Çanakkale Boğazı'nı geçemeyeceklerini anlayınca Gelibolu Yarımadası'na karadan çıkarma yaparak buradan boğaza ulaşmayı deneyen İtilaf Devletleri'nin umutlarının yok edildiği 10 Ağustos Anafartalar Zaferi'nin 107'nci yıl dönümü kutlandı. Çanakkale Savaşları Gelibolu Tarihi Alan Başkanlığı ev sahipliğinde, Gelibolu Yarımadası'ndaki Conkbayırı'nda Atatürk anıtı önünde düzenlenen törene, Kültür ve Turizm Bakan Yardımcısı Serdar Çam, Çanakkale Valisi İlhami Aktaş, Çanakkale Boğaz ve Garnizon Komutanı Tuğamiral Mustafa Turhan Ecevit, Çanakkale Savaşları Gelibolu Tarihi Alan Başkanı İsmail Kaşdemir, Avustralya Kraliyet Donanması Askeri Ataşesi Albay Benjamin Esler, Avustralya'nın Çanakkale Başkonsolosu Lucas Rodson ile gaziler ve davetliler katıldı.

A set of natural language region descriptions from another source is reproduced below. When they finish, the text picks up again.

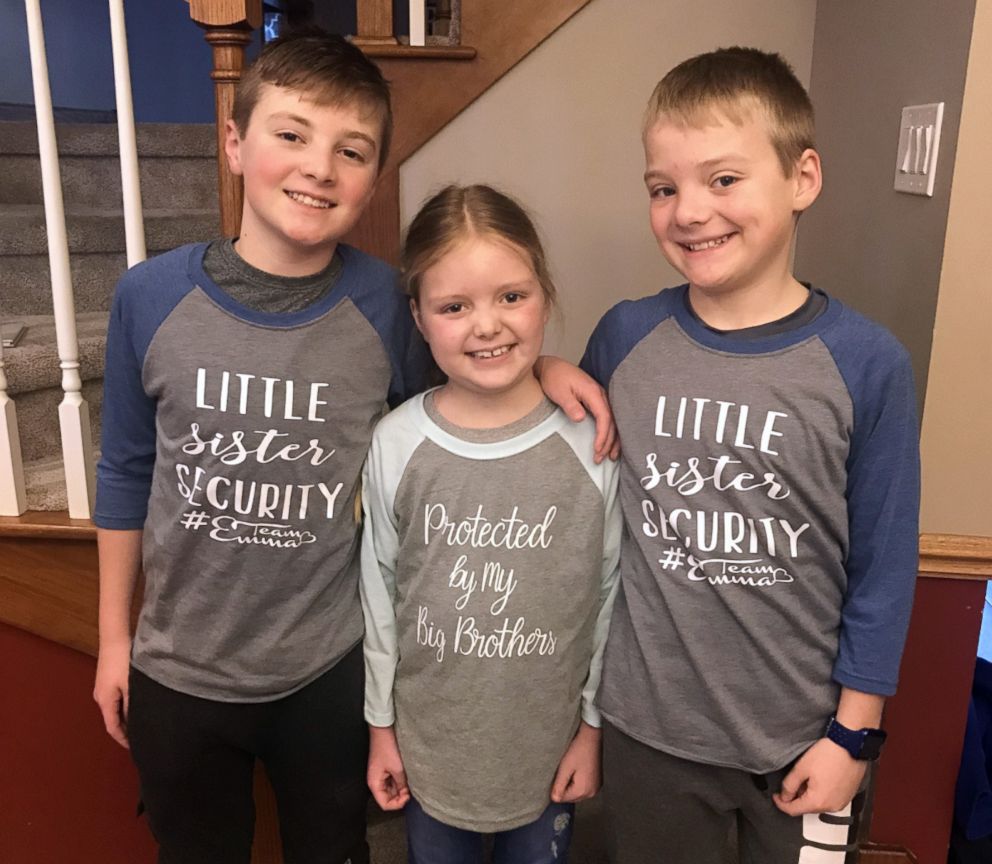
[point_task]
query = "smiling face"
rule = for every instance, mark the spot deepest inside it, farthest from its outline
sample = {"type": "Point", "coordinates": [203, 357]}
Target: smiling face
{"type": "Point", "coordinates": [309, 172]}
{"type": "Point", "coordinates": [722, 209]}
{"type": "Point", "coordinates": [482, 311]}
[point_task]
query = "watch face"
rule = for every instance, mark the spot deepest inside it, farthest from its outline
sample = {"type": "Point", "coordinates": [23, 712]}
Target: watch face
{"type": "Point", "coordinates": [871, 745]}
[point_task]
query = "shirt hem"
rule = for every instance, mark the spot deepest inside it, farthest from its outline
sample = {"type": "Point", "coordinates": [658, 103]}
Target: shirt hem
{"type": "Point", "coordinates": [479, 826]}
{"type": "Point", "coordinates": [214, 696]}
{"type": "Point", "coordinates": [705, 759]}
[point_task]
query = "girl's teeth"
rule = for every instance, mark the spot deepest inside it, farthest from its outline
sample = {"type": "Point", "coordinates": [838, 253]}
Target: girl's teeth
{"type": "Point", "coordinates": [310, 202]}
{"type": "Point", "coordinates": [709, 244]}
{"type": "Point", "coordinates": [496, 352]}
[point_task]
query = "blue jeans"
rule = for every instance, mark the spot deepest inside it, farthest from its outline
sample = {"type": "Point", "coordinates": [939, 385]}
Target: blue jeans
{"type": "Point", "coordinates": [543, 841]}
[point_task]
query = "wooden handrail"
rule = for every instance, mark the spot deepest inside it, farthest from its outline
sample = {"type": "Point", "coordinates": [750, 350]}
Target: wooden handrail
{"type": "Point", "coordinates": [229, 25]}
{"type": "Point", "coordinates": [374, 23]}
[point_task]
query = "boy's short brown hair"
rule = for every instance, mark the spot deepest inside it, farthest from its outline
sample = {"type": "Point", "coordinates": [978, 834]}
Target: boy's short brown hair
{"type": "Point", "coordinates": [327, 69]}
{"type": "Point", "coordinates": [732, 81]}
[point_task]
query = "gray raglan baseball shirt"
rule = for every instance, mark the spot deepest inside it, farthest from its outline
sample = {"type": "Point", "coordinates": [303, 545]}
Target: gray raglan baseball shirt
{"type": "Point", "coordinates": [235, 438]}
{"type": "Point", "coordinates": [770, 490]}
{"type": "Point", "coordinates": [489, 564]}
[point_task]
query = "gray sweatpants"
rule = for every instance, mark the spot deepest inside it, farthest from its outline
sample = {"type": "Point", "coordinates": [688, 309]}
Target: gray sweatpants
{"type": "Point", "coordinates": [666, 810]}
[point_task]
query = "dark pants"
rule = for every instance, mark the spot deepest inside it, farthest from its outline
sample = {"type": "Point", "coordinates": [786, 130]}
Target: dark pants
{"type": "Point", "coordinates": [543, 841]}
{"type": "Point", "coordinates": [196, 757]}
{"type": "Point", "coordinates": [666, 810]}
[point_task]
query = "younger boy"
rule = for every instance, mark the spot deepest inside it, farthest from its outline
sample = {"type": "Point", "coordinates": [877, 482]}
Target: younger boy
{"type": "Point", "coordinates": [770, 486]}
{"type": "Point", "coordinates": [243, 381]}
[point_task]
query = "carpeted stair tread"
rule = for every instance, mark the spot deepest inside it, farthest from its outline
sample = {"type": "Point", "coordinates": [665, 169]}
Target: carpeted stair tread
{"type": "Point", "coordinates": [44, 484]}
{"type": "Point", "coordinates": [100, 139]}
{"type": "Point", "coordinates": [23, 231]}
{"type": "Point", "coordinates": [34, 363]}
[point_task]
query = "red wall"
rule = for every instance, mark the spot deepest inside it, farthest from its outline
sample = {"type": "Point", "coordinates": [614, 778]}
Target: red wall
{"type": "Point", "coordinates": [914, 793]}
{"type": "Point", "coordinates": [68, 793]}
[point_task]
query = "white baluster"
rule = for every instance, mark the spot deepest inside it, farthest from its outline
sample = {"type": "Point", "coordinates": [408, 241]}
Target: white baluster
{"type": "Point", "coordinates": [134, 229]}
{"type": "Point", "coordinates": [12, 499]}
{"type": "Point", "coordinates": [77, 446]}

Anıta çelenk konulması, saygı duruşu ve İstiklal Marşı'nın okunmasının ardından Çanakkale Savaşları Gelibolu Tarihi Alan Başkanı İsmail Kaşdemir, konuşma yaptı. Bugünün tarihi bir gün olduğunu söyleyen Kaşdemir, "Sözlerimin başında bize bu toprakları vatan yapanları saygı ve rahmetle anıyorum. Anafartalar kahramanı, Çanakkale'nin muzaffer komutanı Kurtuluş Savaşı'nın başkomutanı Cumhuriyetimizin kurucusu Gazi Mustafa Kemal Atatürk ve silah arkadaşlarını rahmet minnet ve şükranla anıyorum. Şu an tören yapmış olduğumuz tepe vatan parçası Conkbayırı'ndayız. Ve bu tepenin elde tutulması için, bu tepenin elde kalması için vatan parçası olmaya devam etmesi için çok büyük bedellerin ödendiği ve tabiri caizse kıyametin koptuğu bir alandayız. Lütfen bir an için gözlerimizi hafifçe kapatıp buradaki o hengameyi, buradaki o fedakarlığı, buradaki o kahramanlığı tahayyül etmeye çalışalım" dedi.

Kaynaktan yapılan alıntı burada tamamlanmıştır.